When Utah is in a different league than the Pac-10, they can’t come in and effectively beat UCLA or USC or Washington consistently or those kinds of athletes in Pac-10 territory because (the other teams) can always play the card against Utah by saying, “They’re not in as good of a league and if you want to play the top competition in the country, come to the Pac-10.” Well, that all goes away now that Utah joined. The same with Colorado. You sell against the Big 12 and you push the Pac-10. Those advantages go away, so Colorado and Utah in any Pac-10 territorial region right now will have a much better opportunity to get players that they haven’t had in the past.
DB: There’s been a lot of talk about these six team divisions and how they’re going to split up the conference. A lot of people are talking about some of the northern schools not being able to play UCLA and USC every year. What are your thoughts on that and have you heard anything in that regard?
TD: I don’t have a lot of thoughts on that because, honestly, I don’t know. I don’t know how they’re going to split the conference up and how that’s going to work out. I just don’t have any real clue of how that might shake out and work itself out.
I think that’s one of the difficulties. I think that it would have been a much easier presentation or formation of leagues and things like that if Texas and Oklahoma and those other Big 12 schools had come in. But, they didn’t, and so I think it’s going to be a little more difficult for the conference to decide how they’re going to realign themselves but I’m sure that they’ll do it and it will be interesting and entertaining.
DB: How do you think this affects UCLA and coach Neuheisel’s program?
TD: I think it will make it harder on UCLA just like Arizona and Arizona State made it harder on me when they came into the league. And I think it will make it harder because you’ve got two more teams, and it’s going to make UCLA step it up and have to compete with two very good universities that have good football programs. The last time UCLA played Utah, it wasn’t pretty so I think it will make it harder.

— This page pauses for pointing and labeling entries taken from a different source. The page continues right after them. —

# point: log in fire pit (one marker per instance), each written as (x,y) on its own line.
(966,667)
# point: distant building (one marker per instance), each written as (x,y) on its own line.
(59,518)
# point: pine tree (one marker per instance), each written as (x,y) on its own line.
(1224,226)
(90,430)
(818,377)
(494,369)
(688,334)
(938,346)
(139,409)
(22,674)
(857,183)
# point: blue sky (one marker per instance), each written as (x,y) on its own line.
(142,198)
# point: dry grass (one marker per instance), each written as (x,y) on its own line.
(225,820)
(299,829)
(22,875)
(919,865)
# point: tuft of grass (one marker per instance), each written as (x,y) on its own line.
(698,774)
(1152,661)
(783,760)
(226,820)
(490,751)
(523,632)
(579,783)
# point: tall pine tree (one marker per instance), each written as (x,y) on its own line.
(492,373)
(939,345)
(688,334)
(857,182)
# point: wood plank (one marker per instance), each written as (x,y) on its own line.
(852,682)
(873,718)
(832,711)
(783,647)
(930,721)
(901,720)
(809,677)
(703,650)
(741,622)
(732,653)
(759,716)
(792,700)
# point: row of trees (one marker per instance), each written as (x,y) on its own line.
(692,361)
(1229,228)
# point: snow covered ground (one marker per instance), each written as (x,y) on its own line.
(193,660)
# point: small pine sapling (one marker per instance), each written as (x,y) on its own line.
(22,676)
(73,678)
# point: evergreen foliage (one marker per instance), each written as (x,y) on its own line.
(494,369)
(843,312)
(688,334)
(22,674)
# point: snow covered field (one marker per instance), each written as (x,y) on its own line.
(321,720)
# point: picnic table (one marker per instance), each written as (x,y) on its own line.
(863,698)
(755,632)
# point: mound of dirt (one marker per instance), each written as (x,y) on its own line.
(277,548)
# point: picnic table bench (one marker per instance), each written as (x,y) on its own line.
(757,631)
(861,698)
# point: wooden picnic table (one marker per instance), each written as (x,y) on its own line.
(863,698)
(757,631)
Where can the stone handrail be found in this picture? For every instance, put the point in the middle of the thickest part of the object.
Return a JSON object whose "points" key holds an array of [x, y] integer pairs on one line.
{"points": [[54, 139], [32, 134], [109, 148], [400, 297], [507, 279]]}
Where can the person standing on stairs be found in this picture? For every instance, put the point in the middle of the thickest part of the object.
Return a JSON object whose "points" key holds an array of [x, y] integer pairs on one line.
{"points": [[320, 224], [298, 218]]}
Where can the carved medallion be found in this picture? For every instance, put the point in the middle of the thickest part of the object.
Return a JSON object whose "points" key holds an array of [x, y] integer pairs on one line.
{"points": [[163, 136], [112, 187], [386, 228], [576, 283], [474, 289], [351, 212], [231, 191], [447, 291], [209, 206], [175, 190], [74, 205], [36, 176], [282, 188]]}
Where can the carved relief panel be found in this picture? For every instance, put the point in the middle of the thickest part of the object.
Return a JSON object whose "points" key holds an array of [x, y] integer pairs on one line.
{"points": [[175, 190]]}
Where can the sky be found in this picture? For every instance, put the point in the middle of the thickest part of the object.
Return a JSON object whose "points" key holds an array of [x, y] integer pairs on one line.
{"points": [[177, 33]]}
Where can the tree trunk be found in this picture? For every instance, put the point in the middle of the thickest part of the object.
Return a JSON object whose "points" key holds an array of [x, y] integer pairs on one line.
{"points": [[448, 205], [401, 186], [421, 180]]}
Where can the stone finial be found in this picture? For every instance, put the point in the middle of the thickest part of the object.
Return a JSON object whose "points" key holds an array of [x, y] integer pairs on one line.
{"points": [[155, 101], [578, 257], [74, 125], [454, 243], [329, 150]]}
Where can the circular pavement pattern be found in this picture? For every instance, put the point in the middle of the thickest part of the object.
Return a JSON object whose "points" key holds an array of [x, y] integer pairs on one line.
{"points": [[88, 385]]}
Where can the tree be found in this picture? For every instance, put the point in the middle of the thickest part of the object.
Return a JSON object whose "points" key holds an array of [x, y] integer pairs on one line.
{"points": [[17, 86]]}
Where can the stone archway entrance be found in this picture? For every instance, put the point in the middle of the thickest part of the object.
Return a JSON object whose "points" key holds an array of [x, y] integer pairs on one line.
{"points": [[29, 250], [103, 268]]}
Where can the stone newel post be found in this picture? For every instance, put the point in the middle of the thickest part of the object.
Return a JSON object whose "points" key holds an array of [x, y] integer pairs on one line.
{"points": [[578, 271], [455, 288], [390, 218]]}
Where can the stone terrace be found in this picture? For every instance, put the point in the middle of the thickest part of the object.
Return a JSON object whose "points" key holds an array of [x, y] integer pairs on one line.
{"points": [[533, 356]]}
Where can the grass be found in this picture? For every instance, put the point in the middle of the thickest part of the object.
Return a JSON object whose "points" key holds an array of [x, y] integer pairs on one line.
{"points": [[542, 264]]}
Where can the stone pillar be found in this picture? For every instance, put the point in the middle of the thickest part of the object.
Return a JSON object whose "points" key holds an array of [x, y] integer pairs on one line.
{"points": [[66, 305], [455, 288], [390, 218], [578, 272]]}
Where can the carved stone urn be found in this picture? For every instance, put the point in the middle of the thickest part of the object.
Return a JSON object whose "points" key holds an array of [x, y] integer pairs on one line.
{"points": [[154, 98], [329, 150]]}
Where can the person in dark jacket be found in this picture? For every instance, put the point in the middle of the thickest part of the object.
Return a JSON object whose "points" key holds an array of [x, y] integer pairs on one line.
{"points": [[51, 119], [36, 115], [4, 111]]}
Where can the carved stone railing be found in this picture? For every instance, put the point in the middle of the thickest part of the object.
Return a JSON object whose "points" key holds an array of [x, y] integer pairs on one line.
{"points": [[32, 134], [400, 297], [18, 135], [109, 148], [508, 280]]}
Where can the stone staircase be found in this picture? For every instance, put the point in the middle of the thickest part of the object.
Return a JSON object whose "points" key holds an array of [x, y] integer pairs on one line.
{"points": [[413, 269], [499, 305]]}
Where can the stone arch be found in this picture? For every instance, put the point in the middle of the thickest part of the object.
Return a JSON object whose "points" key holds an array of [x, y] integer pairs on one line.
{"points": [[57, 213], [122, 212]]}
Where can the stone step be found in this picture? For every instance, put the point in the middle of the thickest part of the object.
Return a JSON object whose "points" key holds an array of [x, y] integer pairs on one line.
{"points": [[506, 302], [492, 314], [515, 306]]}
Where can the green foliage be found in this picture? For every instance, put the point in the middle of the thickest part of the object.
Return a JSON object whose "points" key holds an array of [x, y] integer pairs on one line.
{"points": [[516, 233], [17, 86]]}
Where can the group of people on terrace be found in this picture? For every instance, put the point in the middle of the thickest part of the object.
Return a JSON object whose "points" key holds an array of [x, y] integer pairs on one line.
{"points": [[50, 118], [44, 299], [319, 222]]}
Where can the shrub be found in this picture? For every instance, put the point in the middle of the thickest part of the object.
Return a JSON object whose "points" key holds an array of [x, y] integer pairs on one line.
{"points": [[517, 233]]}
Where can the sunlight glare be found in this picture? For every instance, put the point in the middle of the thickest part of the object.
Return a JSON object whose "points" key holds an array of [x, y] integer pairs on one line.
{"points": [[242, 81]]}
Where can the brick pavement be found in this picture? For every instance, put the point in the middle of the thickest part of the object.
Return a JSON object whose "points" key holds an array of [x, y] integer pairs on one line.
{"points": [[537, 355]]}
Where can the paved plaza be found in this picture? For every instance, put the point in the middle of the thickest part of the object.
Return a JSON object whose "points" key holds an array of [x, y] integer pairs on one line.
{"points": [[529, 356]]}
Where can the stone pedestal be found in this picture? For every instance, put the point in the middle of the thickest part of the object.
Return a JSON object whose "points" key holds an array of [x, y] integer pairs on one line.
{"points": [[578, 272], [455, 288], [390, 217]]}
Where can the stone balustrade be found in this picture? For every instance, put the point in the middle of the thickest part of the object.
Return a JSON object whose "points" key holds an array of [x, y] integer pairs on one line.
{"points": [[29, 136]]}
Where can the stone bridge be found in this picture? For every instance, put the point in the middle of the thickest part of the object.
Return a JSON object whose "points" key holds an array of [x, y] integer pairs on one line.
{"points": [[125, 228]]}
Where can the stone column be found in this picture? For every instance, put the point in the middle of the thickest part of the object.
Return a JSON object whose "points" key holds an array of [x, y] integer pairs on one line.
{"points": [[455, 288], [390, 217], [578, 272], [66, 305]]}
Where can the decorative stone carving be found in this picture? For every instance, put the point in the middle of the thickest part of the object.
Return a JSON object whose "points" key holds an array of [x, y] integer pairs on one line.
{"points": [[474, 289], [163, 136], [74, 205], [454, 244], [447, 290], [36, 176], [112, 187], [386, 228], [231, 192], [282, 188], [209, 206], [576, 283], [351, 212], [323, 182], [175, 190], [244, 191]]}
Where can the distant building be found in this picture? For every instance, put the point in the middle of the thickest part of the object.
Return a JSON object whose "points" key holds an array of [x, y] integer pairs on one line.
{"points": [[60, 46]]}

But UCLA has a lot of advantages. We’ve got a great academic school, we’ve got an outstanding head coach, we’ve got quality players, we’re in a great area and that’s part of it. You have to be willing to compete and able to compete at that level and UCLA certainly has proven that they can and they will again in the future. It will make it harder because again, Utah and Colorado will gain some recruiting advantages, not over UCLA, but recruiting advantages over where they had been in different leagues, now they’ll be in the same league as UCLA so that disadvantage will disappear.